Friday, June 18, 2010

fire

Pain just licking the edges of my consciousness..


like the rough almost rash left behind on my soft skin from the stubble on his jaw... took me back to the crazy days we’d shared as children... competing against each other.. I determined to not let my femininity get in the way of the prize.. he equally determined to show me that he was better than me at just about anything.. we’d climb and race and wrestle and shout our way across the day.. and at the end, both exhausted curl up in each other’s arms till parents’ calls could no longer be ignored..

Then we’d have to face the anger that came forth from the deepest set fears of parents.. an anger that masked their deep rooted concern for our “future”.. in any other scenario we would have been betrothed as children.. maybe even married off and then left to compete in our childish games… maybe.. but then I would have had to be confined as only the married girls are.. I couldn’t have competed against or sworn at my husband.. but I digress..

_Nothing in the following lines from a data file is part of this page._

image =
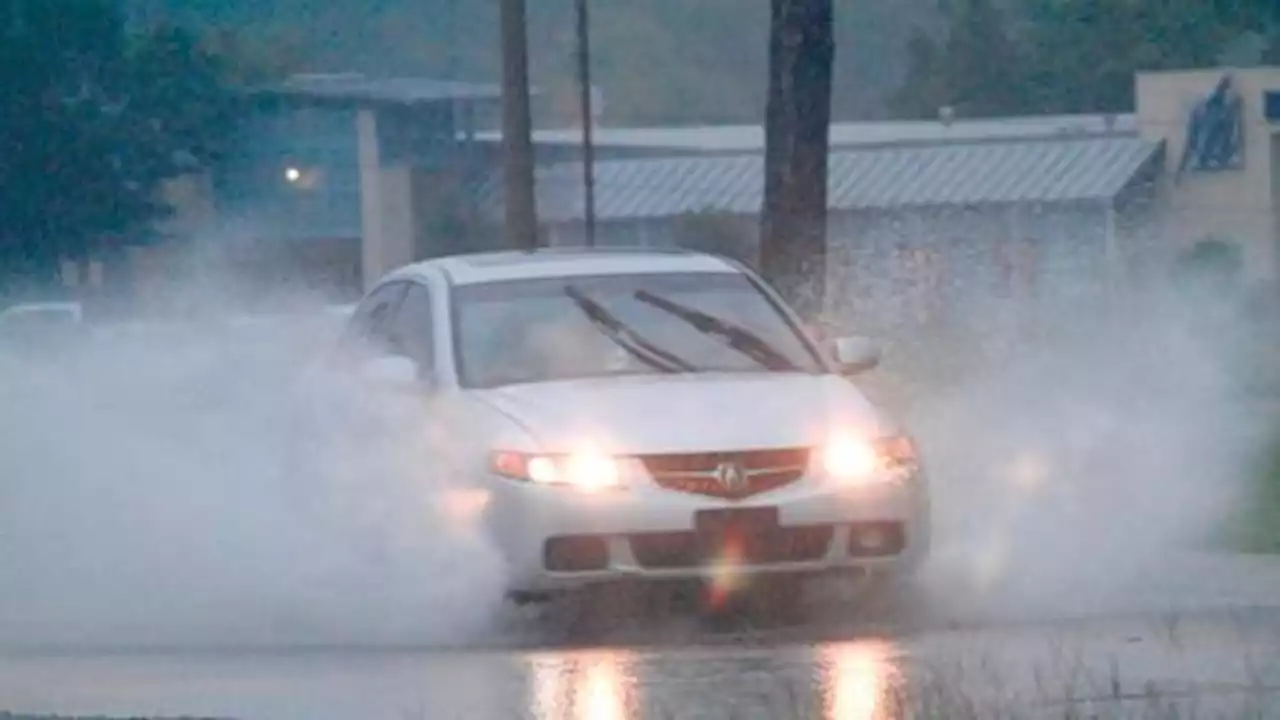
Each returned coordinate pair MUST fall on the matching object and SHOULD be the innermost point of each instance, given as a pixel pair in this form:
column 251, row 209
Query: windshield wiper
column 739, row 337
column 627, row 338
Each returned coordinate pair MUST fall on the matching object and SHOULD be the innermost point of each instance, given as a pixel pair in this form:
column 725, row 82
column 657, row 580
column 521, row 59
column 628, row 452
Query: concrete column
column 371, row 242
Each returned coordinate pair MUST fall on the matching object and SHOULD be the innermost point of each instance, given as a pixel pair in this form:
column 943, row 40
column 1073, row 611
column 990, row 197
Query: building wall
column 1234, row 204
column 987, row 269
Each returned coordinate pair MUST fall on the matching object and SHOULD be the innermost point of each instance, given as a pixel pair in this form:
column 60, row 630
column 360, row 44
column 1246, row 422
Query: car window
column 563, row 328
column 411, row 328
column 368, row 323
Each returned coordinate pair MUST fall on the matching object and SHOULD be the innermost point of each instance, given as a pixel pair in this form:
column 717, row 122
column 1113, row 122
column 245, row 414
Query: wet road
column 1202, row 634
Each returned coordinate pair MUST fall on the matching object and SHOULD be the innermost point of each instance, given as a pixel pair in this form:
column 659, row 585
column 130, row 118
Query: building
column 955, row 213
column 944, row 213
column 346, row 177
column 337, row 180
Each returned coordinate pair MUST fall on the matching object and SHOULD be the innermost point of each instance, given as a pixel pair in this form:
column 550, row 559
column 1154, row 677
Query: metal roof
column 357, row 89
column 745, row 139
column 1045, row 171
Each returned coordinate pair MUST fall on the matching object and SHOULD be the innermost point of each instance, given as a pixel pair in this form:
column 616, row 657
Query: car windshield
column 565, row 328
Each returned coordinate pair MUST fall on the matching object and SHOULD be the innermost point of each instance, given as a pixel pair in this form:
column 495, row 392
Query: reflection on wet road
column 1206, row 639
column 840, row 682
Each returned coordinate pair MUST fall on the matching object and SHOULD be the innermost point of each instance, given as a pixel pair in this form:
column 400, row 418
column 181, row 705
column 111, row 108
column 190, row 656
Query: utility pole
column 796, row 139
column 584, row 81
column 521, row 210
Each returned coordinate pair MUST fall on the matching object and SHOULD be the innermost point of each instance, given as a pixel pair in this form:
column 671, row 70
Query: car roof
column 570, row 261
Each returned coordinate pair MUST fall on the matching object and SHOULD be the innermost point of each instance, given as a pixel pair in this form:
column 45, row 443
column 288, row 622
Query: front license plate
column 736, row 522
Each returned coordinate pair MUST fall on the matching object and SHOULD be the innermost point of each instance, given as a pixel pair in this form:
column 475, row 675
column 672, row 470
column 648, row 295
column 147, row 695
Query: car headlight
column 854, row 460
column 586, row 469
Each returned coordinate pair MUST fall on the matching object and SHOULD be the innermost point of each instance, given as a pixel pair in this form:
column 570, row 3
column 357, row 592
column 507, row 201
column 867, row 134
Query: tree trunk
column 798, row 115
column 517, row 130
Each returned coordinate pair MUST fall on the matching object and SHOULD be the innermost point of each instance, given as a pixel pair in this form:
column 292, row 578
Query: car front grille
column 753, row 470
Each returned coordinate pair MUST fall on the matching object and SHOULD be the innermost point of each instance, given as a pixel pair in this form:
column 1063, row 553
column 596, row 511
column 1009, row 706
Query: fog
column 146, row 502
column 1072, row 461
column 145, row 497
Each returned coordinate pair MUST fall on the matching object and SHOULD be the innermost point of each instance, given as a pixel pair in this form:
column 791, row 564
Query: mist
column 1074, row 466
column 146, row 495
column 146, row 502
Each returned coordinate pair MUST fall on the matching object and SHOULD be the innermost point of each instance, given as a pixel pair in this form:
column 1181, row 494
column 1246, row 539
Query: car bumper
column 561, row 538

As I said… maybe they would have gotten us married just to get rid of their worries about where we were or what we could get upto while playing unsupervised… but ofcourse they couldn’t.. we belonged to the same gotra.. we lived next door to each other in the same village.. the khap had forbidden us to be anything but playmates… our parents knew that well… they had watched peers being strung up in the banyan tree near the khap meeting place.. they had watched children of forbidden marriages grow up as orphan beggars on the streets of the village.. they wouldn’t have dared think about our marriage..



But we did..

As the games of childhood grew into desires of adolescence.. as we began to really see how different our bodies were.. a difference that excited us, enticed us… we fell in lust just as easily as we’d loved each other.. I was his life, he was mine... there was never a thought of any other for us.. whenever I was teased about going to my sasural.. I always thought of the door of his house opening to welcome me.. he only ever dreamed of me bringing him rotis and lassi on a hot day in the field..

The groves that had seen many a game of hide and seek also gave us a place where we hid from the rest of the world and spun our own dreams..



Till one day they saw us…

And all hell broke lose..

My parents promised that I would be married off outside the village within a month.. that was the only reason the khap didn’t cut us into pieces right there in the grove.. I had besmirched the family honour, they said.. only my father somehow insisted that killing me would not clear his name.. his stand against the village then was how my life didn’t end that day..

I pleaded and cried… from next door I could hear the echo of the same whipping stick- sound.. almost as if they both rose and fell in a rhythm with each other.. in the dead of the night I heard his broken whispers at my window.. how he had been left loose I don’t know.. I had been fettered to the wooden beam by the same thick rope that bound the big bull in his pen… he managed to crawl in undetected.. maybe the gods smiled upon us just then.. we crept away with the sunrise…

The tortuous trek to the police post 15 miles away, and then two days of pleading with the sahib there that we knew what we were asking for, that we were both old enough.. they told us to stay near the police station and not even try to contact our families if we wanted to live.. we took the blessings of the babu- sahib who sat in the courthouse to marry..



And then the gods stopped smiling.. a member of the khap saw him and guessed I would be where he was.. the mob descended on out little hut with the setting sun…and they set fire to it.. I was inside… he was dragged outside to be beaten and to watch as I burned.. we wouldn’t be allowed to die together… we couldn’t burn in the same pyre.. I watched from behind flaming walls as they sheathed their swords in his body…

as he fell to the ground and blood began to run… they spat at the spreading stream and began to walk away..

And he stirred.. silent, watching for their return.. and then he crawled into the flames to me.. I pushed with all my strength till the chair that was my captor fell to its side and I could drag it on the ground..

We managed to be in the same pyre… they wouldn’t be able to separate us now..

I smiled at him as the sting from the fire turned into a raging burn… our eyes never left each other.. with my last breath I told him I loved him.. and gave myself over to the darkness that would deliver us from the fear we had lived under forever..

1 comment:

Anonymous said...

Another Laila - Majnun ! Albeit a shorter one.